Schwierig finde ich erneut den Wir-suchen-dann-den-Finalisten-das-richtige-Lied-Faktor. Auch wenn sich offenbar Gruppen und etablierte Interpreten in der kurz bemessenen Frist bewerben dürfen, erwarte ich doch, dass die Ausschreibung in erster Linie unbekannte Newcomer anzieht – aufgrund der drei Pleiten in Folge dürfte das Interesse bei der aktuell erfolgreichen ersten Garde Deutschlands nahe Null liegen.

Ich persönlich hätte mir gewünscht, dass man anstatt eines klinischen wissenschaftlichen Procederes, das nach größtmöglicher Absicherung nach allen Seiten ausgerichtet scheint, eher einen mutigen, auf Emotionen basierenden Ansatz wählt. Gern auf Deutsch und gern mit einem authentischen, bereits bekannten Künstler, der seine Songs selbst schreibt und sie sich nicht von einem (wie auch immer gearteten) Fachgremium anpassen lassen muss.

In Portugal erhalten Top-Komponisten ‚carte blanche’ für einen Beitrag, in den Niederlanden entscheidet man sich für einen bekannten Künstler, der richtig Lust auf den ESC hat. In beiden Ländern bilden Song und Künstler eine magische Einheit, was sich beim ESC sehr positiv ausgewirkt hat. Aber dazu braucht es auch gehörigen Mut.

3/ Unter welchen Umständen kann die Auswahl so erfolgreich sein?

Letztlich beurteilen lässt sich das neue Auswahlkonzept erst, wenn wir die Ergebnisse, sprich die fünf Finalisten mit Liedern aus verschiedenen Genres, hören und sehen. Geben wir dem NDR (noch) eine Chance, uns zu überzeugen!

 

Peter

Die Veröffentlichung zum VE18 lässt viel offen und Raum für Spekulationen.
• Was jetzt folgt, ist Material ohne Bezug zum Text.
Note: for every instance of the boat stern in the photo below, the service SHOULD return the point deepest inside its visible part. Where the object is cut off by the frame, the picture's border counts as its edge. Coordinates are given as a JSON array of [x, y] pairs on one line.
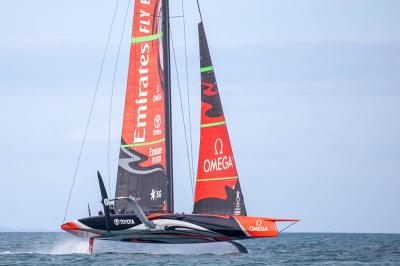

Wir wissen, dass bei der Auswahl des deutschen Eurovisions-Songs 2018 ein mysteriöser Europa-Panel und eine internationale Jury mitentscheiden und am Ende des Prozesses fünf Songs in die Liveshow an unbekanntem Ort gelangen. Und dass Barbara Schöneberger die Reeperbahn Pre-Show moderiert. Das war´s dann auch schon. Den Rest verliert sich noch in den Nebeln von Norwegen. Anything goes – außer Helene Fischer, die tourt stattdessen durch Deutschlands größte Stadien. Das Panel-Experiment finde ich superspannend. Wenn das funktionieren sollte, wäre das bahnbrechend.